Verse envuelta en una situación tan extraña no le dejaba otra opción que actuar como si nada pasara. Le dedicó una sonrisa y colocó sus manos abiertas bajo la del hombre quien dejó caer la plantita. Casi podría jurar que estaba cálida al tacto; sentía una gran energía manando de ella y desparramándose entre sus dedos. El hombre agachó la cabeza y arrastró sus pies hacia la acera, pasando a su lado sin mirarla ni detenerse. No dejó de mirarle hasta que hubo desaparecido entre la multitud. Abrió la puerta de casa y fue directamente hacia la terraza, donde tenía su escritorio y un pequeño estudio de pintura. Sacó del segundo cajón la cajita de acuarelas que le regaló su abuelo, la vació color por color dejándolos con cuidado sobre la mesa, y volcó la caja para sacar el fondo enrejado de madera. Cayeron una vieja foto en color que el tiempo había hecho sepia y una hoja doblada en cuatro que desdobló y releyó. Puso el trébol en ella, alisó las cinco hojas con un dedo y la dobló y apretó con cuidado antes de meterla en el doble fondo con la foto y volver a llenar su cajita de acuarelas.
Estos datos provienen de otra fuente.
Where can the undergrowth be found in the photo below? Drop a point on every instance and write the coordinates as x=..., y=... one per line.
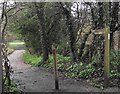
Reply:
x=79, y=70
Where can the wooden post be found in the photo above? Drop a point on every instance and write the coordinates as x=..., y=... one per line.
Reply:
x=106, y=57
x=55, y=69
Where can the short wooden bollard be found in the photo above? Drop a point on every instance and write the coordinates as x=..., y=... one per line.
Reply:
x=55, y=69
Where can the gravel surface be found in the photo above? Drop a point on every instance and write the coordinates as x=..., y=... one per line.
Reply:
x=38, y=79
Esa misma noche, un par de horas antes del amanecer, el mendigo se despertó con las voces de unos gitanos que iban recogiendo cartones y muebles viejos que echaban en su destartalado camión. Le quitaron sus cartones pero no le dieron patadas como los chicos del otro día y no tuvo que huir. El frescor le había despejado y echó a andar hacia el centro. Se acercó a la puerta de atrás de la panadería donde Wilfredo, el sudamericano que le encontró unos días atrás hurgando en los contenedores, le dejaba una barra de pan todos los días. Ahí estaba Wilfredo, sentado en el escalón con un pan sobre las piernas y un cigarrillo colgando de su boca. El jefe se había enterado de lo del pan. No, no le había echado. Le había dado un abrazo y una palmada en la espalda y le había pedido que le dijera a su amigo que necesitaban un ayudante en el molino de harina. El vagabundo le contó a su amigo lo que le había pasado el día anterior, algo muy extraño: después de haberse comido el pan se echó un rato sobre la hierba del parque, entre los tréboles, y se despertó hacía un rato en un callejón, casi un día después. Sólo recordaba haber soñado que quería darle algo a una mujer, a su nieta.
2 comentarios:
Me encanta la forma que tienes de describir escenas, paisajes, personajes.
¿A quien le trajo buena suerte el trebol de cinco hojas...?
Quizá todos deberíamos de encontrar un trebol de cinco hojas y regalarsela a alguien querido, por ejempla a ti.
Un beso y feliz domingo
Natxo, tu me has regalado un trebol conociendote, gracias.